Woche 2: Sie tun immer noch nichts. Im Sinne Freuds („Denken ist Probehandeln“) lade ich sie diese Woche ein, nur an die rechte Haltung zu denken, körperlich nichts zu ändern. Bilden Sie sich vielleicht ein (das Bild hilft mir beispielsweise), dass Ihre Füße Kontakt zur Erdmitte haben und das Ihr Hinterkopf ganz sanft den Himmel berührt. Diese Woche nur an die Haltung denken, nicht mehr und nicht weniger.

Woche 3: Jetzt endlich … auch körperliche Veränderungen und Ausrichtungen antesten, was passiert, wenn Sie aufrecht in der Welt sind, gehen usw. (Jetzt im Sinne Piagets: „Handeln ist auch Denken“).

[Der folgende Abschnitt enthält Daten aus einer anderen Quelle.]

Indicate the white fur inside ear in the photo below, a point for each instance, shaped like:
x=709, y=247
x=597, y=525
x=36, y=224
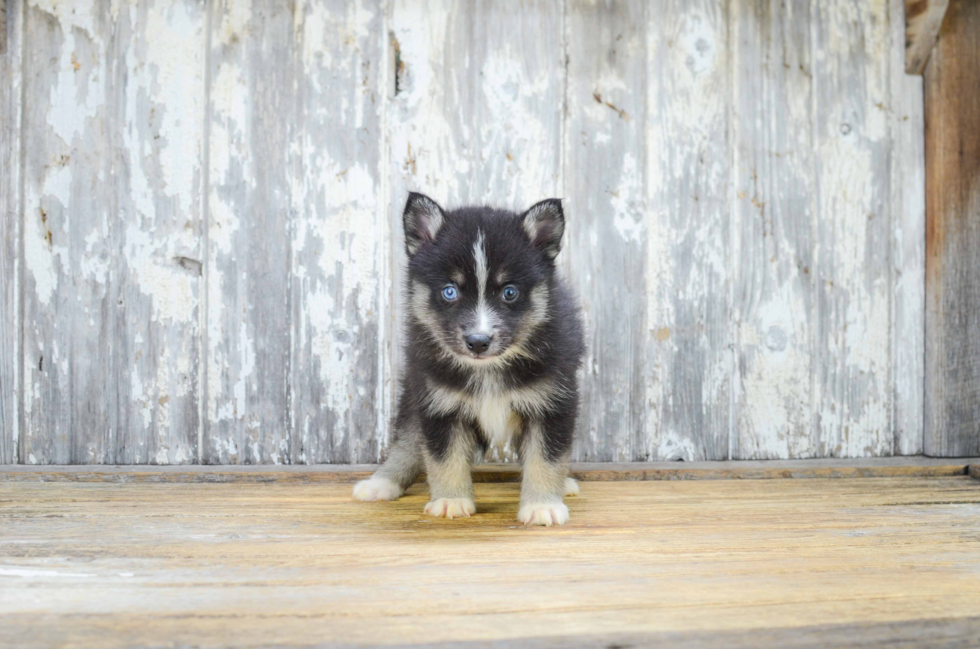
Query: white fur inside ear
x=546, y=514
x=375, y=488
x=451, y=508
x=544, y=224
x=571, y=487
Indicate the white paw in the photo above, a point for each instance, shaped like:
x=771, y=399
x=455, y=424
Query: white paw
x=451, y=508
x=543, y=514
x=376, y=489
x=571, y=487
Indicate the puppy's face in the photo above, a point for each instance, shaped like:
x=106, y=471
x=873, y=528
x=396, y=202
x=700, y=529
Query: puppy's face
x=479, y=277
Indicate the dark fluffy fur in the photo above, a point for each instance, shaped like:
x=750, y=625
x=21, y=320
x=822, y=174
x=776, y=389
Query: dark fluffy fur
x=524, y=385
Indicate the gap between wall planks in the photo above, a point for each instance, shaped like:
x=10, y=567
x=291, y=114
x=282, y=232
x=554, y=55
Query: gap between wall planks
x=281, y=325
x=952, y=140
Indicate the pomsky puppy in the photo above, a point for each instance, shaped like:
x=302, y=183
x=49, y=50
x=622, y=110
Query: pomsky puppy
x=494, y=340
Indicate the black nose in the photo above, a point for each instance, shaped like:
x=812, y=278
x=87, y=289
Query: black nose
x=478, y=343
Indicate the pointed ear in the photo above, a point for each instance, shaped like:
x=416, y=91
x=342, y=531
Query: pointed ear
x=423, y=218
x=544, y=224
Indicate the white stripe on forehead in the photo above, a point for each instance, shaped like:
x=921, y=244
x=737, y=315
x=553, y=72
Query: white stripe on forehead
x=480, y=264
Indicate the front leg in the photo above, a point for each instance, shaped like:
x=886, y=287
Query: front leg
x=448, y=456
x=544, y=457
x=404, y=461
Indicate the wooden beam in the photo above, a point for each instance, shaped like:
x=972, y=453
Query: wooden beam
x=952, y=120
x=923, y=18
x=883, y=467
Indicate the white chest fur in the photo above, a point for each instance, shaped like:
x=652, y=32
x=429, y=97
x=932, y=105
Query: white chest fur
x=495, y=414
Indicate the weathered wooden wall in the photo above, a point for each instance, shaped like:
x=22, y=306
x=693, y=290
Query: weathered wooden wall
x=202, y=243
x=952, y=410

Viel Spaß beim „Aufrichtig sein“ …

Herzlichst

Jürgen Weist

P.s. Gute Quellen für mehr Körperbewusstsein sind meist auch Ratgeber zum Thema Feldenkrais (funktionale Integration), Rolfing (strukturelle Integration) und der Alexandertechnik. Auch zum Stichwort Breema und in der Literatur zum Thema Kampfkünste werden Sie oft fündig (z. B Tai Chi, Aikido, Qi Gong).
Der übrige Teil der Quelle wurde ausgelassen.